In this project, we will use two sets of data:
1. Historical Bitcoin Price
Bitcoin price history can be obtained from many sources such as Yahoo Finance, Coinbase, and so on.
This dataset contains:
- Start Time Period
- End Time Period
- Open Time
- Close Time
- Open Price
- Close Price
- High Price
- Low Price
- Trade Volume
- Trade Count
2. Crypto Fear and Greed Index
Each day, the website publishes this index based on analysis of emotions and sentiments from different sources crunched into one simple number: The Fear & Greed Index for Bitcoin and other large cryptocurrencies.
The crypto market behavior is very emotional. People tend to get greedy when the market is rising which results in FOMO (Fear of missing out). Also, people often sell their coins in an irrational reaction to seeing red numbers. With our Fear and Greed Index, we try to save you from your own emotional overreactions. There are two simple assumptions:
Extreme fear can be a sign that investors are too worried. That could be a buying opportunity.
When Investors are getting too greedy, that means the market is due for a correction.
Therefore, we analyze the current sentiment of the Bitcoin market and crunch the numbers into a simple meter from 0 to 100. Zero means “Extreme Fear”, while 100 means “Extreme Greed”. See below for further information on our data sources.
This dataset contains:
- Fear and Greed Value
- Fear and Greed Classification
First, let see the overall of numerical data:
After checking and cleaning data, let see the correlation between each data:
As shown in the figure above, the open, close, high, and low prices are directly correlated. In this model prediction, we will use only close price. Because we will use the time series prediction, let observe the decomposition of the data which is displayed below:
From the figure above, the close price of Bitcoin is non-stationary in trend but seems to be seasonal stationery.
As we can see the behavior of Bitcoin in the previous section, we select the model which should be able to handle this type of data. The details of the two models are below:
- Time Series Forecasting with Prophet: Prophet is a procedure for forecasting time series data based on an additive model where non-linear trends are fit with yearly, weekly, and daily seasonality, plus holiday effects. It works best with time series that have strong seasonal effects and several seasons of historical data. Prophet is robust to missing data and shifts in the trend, and typically handles outliers well.
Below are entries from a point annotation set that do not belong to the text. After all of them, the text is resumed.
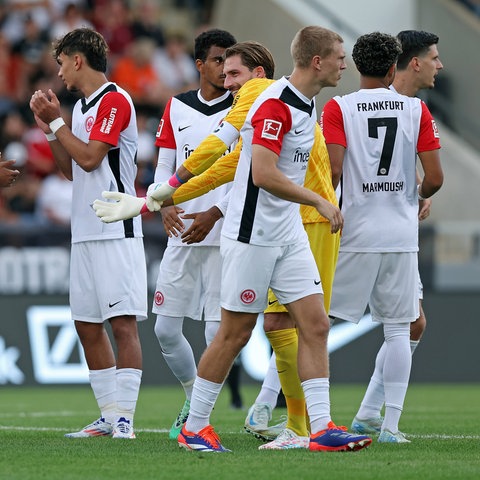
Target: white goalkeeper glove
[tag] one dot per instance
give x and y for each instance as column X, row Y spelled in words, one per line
column 125, row 206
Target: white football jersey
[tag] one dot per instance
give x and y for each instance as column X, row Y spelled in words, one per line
column 186, row 121
column 282, row 120
column 381, row 131
column 108, row 115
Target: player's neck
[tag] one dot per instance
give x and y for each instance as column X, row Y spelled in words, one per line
column 92, row 83
column 210, row 92
column 405, row 85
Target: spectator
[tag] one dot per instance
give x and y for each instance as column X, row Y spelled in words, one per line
column 175, row 66
column 146, row 22
column 136, row 74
- Time Series Forecasting with LSTM: LSTM units are units of a recurrent neural network (RNN). An RNN composed of LSTM units is often called an LSTM network (or just LSTM). A common LSTM unit is composed of a cell, an input gate, an output gate and a forget gate. The cell remembers values over arbitrary time intervals and the three gates regulate the flow of information into and out of the cell.
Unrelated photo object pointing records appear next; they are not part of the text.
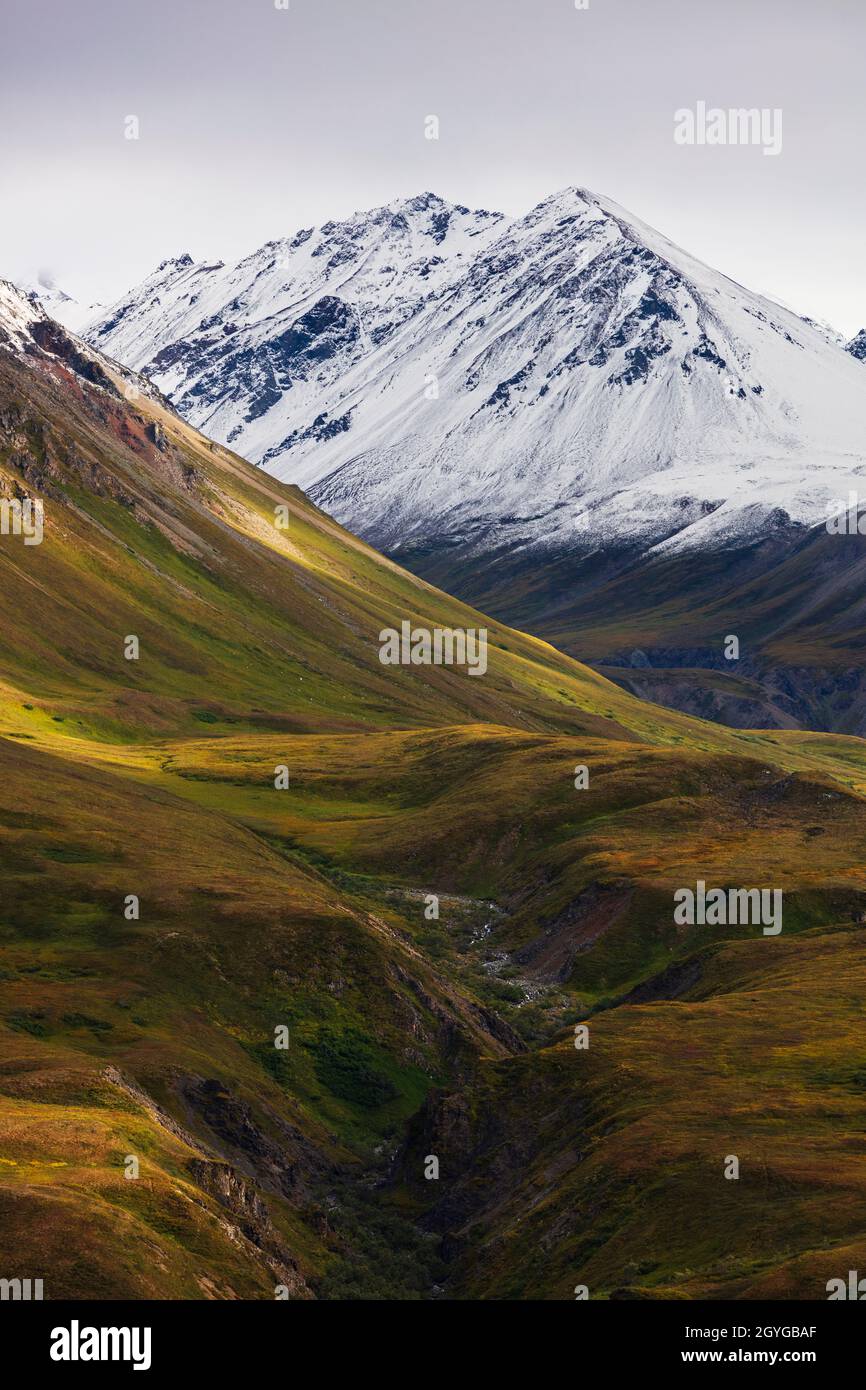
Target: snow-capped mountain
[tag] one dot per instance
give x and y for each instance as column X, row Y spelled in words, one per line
column 858, row 345
column 60, row 306
column 569, row 378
These two models will use both univariate and multivariate types.
Univariate time series: Only one variable is varying over time. For example, data collected from a sensor measuring the temperature of a room every second. Therefore, each second, you will only have a one-dimensional value, which is the temperature
Multivariate time series: Multiple variables are varying over time. For example, a tri-axial accelerometer. There are three accelerations, one for each axis (x,y,z) and they vary simultaneously over time.
First, let see the results from Facebook Prophet.
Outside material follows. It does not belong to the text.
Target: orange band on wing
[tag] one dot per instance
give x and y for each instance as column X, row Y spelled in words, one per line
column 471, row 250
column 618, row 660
As shown in the figure above, the predicted result from the univariate time series is totally different from the real price. Next is the result from the multivariate time series.
Even adding more factors to the model, the trend and result are still not better. Perhaps Facebook Prophet cannot handle the fluctuation of Bitcoin price.
After using the LSTM model, the result is better. The RSME is 3786.34. Let see after adding other factors into the model.
After changing from univariate to multivariate, the result becomes better. The RSME reduce to 1830.08.
The summary of this prediction result is:
- LSTM model can handle the data like bitcoin price better than Prophet model and give the better result.
- RSME of LSME model is 1830.08.
- The more factor we included; the better prediction result we will obtain.
- Try another type of model for better results.
- Parameters tuning or optimization.
- Add another factor such as Twitter posts from influencers.
- Create our own fear and greed index.